The three-month commercial paper market has grown substantially over the past year, with new names such as Resilient, Redefine, Vodacom, Scania and Macquarie entering the market. We caution against investing in commercial paper at prevailing credit spreads which are paper thin - a sentiment which carries through to areas of the corporate bond market as well. While we welcome these newcomers to the capital market, we believe the money market is lending to them at very cheap levels and that corporate credit spreads are unsustainable and not fully reflective of the risks inherent in some of these companies. In a challengingly low interest rate environment, we believe the fund has delivered a fair yield, having eeked out the best value available in the money market. This is evident from the top quartile ranking in its sector over the long term.

Portfolio manager
Tania Miglietta
Coronation Money Market comment - Dec 11 - Fund Manager Comment15 Feb 2012
The fund returned 5.7% for the year to end December 2011. This highly conservative fund has looked to provide a steady income for investors and preserve capital over the long term, both of which it achieved.

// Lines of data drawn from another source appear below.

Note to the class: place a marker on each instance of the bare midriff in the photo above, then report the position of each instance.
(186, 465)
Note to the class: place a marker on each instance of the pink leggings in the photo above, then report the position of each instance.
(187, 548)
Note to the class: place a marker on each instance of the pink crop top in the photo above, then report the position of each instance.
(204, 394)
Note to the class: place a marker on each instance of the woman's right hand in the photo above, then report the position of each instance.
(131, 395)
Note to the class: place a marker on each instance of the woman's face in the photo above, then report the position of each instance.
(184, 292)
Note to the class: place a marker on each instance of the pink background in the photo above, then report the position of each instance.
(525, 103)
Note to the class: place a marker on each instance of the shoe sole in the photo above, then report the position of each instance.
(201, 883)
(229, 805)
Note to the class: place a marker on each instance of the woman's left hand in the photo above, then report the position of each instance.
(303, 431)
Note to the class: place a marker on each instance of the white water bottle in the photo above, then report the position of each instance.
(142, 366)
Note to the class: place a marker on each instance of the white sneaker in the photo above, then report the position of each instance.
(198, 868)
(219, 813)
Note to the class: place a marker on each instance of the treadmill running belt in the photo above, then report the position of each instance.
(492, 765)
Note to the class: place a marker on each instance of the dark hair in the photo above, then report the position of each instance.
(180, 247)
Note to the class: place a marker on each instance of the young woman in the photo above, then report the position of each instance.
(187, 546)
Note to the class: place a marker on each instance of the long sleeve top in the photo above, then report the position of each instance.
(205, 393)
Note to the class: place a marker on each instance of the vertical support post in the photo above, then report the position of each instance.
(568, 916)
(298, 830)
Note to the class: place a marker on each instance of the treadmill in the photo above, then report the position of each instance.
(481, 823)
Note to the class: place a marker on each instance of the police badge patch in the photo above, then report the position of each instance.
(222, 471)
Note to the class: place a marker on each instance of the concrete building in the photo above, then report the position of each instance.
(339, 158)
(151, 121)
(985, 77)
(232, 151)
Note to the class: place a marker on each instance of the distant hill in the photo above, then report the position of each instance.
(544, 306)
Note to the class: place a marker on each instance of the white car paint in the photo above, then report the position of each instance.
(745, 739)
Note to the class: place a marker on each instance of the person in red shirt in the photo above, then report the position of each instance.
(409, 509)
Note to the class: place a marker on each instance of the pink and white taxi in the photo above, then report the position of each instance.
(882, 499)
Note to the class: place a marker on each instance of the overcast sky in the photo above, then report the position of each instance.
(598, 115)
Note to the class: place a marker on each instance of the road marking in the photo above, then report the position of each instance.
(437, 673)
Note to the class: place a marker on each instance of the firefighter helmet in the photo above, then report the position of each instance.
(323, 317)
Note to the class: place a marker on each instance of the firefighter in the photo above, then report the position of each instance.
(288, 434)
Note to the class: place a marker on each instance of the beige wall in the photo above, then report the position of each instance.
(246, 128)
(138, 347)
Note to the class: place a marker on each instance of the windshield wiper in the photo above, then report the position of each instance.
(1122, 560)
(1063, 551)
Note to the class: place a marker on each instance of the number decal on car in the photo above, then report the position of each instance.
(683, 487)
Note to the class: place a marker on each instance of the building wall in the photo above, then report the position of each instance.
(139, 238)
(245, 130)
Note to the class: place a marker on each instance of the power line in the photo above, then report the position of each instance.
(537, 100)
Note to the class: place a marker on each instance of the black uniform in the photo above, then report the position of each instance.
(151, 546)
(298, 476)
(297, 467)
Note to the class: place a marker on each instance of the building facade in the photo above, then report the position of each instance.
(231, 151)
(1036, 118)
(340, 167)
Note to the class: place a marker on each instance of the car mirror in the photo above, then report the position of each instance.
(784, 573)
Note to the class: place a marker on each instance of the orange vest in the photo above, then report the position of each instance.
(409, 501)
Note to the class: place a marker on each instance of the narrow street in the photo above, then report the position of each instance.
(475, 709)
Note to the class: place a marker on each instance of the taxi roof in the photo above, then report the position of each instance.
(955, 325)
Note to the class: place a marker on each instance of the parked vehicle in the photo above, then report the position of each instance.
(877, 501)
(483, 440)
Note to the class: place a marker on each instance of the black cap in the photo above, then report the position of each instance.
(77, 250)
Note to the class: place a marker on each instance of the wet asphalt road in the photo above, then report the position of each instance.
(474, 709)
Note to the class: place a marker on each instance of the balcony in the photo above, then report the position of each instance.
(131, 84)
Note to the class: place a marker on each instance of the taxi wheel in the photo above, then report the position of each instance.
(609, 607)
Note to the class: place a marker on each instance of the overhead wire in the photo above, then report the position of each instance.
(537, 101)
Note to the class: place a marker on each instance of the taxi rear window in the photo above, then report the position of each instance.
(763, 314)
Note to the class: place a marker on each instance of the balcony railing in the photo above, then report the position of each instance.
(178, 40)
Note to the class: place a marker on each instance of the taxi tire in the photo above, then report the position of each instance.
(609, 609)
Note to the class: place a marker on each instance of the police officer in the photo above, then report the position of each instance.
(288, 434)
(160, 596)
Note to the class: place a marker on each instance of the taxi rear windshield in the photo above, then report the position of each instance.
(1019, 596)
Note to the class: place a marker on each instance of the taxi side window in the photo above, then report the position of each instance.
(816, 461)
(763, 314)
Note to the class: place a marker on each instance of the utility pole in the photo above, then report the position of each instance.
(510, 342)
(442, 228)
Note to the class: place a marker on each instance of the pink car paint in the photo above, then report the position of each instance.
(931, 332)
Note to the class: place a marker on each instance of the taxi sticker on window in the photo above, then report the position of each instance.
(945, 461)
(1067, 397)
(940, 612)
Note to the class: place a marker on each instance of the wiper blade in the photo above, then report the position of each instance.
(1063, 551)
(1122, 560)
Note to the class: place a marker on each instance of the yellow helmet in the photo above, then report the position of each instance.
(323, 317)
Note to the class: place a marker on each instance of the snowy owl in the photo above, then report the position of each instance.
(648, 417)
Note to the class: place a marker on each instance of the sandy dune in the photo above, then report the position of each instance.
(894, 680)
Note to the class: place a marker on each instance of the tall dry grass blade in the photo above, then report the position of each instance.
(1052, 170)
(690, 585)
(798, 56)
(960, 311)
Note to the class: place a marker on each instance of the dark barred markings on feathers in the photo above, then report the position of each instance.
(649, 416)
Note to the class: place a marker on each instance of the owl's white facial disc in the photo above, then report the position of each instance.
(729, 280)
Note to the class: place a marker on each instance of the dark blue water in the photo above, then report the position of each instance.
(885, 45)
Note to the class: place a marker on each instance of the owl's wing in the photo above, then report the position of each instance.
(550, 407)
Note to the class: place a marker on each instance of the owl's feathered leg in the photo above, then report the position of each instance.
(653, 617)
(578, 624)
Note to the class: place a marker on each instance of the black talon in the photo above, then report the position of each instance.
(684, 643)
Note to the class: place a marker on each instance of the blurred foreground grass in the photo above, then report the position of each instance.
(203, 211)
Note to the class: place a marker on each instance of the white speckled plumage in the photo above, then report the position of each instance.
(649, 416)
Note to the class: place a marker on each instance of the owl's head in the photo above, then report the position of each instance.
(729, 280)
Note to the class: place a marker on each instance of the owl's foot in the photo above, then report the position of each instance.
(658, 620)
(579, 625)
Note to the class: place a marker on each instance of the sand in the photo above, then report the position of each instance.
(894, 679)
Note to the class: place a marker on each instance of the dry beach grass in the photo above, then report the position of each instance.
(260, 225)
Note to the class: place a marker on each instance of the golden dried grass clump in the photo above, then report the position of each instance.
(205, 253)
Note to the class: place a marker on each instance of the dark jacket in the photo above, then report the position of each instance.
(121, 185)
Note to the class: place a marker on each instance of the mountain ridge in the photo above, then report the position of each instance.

The past year was characterised by a combination of rising inflation, a depreciating currency (the rand lost 22% against the US dollar), rocketing food prices and a materially increasing fiscal deficit; all of which would normally be negative for interest rates. Despite this, global growth concerns, worries over the fiscal situation in a number of European countries, the continued foreign bond investor appetite for yield along with record low domestic short-term interest rates, resulted in a decent offset to the fundamental negative backdrop for bonds.

As we move ahead into the new year, we expect inflation to remain above the upper end of the 3% - 6% target range during the course of 2012. The main drivers appear to be a combination of rising food prices and the currency depreciation experienced last year. The maize price again reached new highs in December, with the year-on-year percentage change at 99% for the last 12 months. This has a direct and negative impact on inflation.

The next move in short-term interest rates is likely to be up. However, given the relatively dovish stance of the Monetary Policy Committee, this will most likely only take place towards the second half of the year, thereby keeping real returns on money market investments in negative territory. Should the Reserve Bank wait to take action against the rising inflation trend there could be major ramifications for fixed interest markets - the longer they wait, the more entrenched higher inflation expectations become. This is a dangerous scenario as it leads to higher wage settlements which then fuels inflation even further.

The fund's objective is to maximise yield in this very low yielding environment, where base rates are at an all time low and as inflation rises, real money market rates continue to be severely threatened

The fund is fully invested in a series of liquid, good quality floating rate investments for up to one year term to maturity, short dated corporate bonds and Government Treasury Bills. Money market rates were largely unchanged for the quarter, except for one year NCDs which moved higher to 6.17% from 5.75% in September. This move is due to inflation concerns, a weaker currency and the banks' ongoing need to fund in the one year area of the yield curve. Treasury Bills (TB) continued to outperform NCDs for most of the quarter, but their better value subsided towards the end of the year. Government's weekly TB auctions have been sizeable; the last weekly auction was for R6.5 billion. The fund's current yield is approximately 5.5%, net of fees.

The philosophy of this fund is to seek the best yields available in the money market, providing good credit diversification whilst maintaining the lowest risk possible.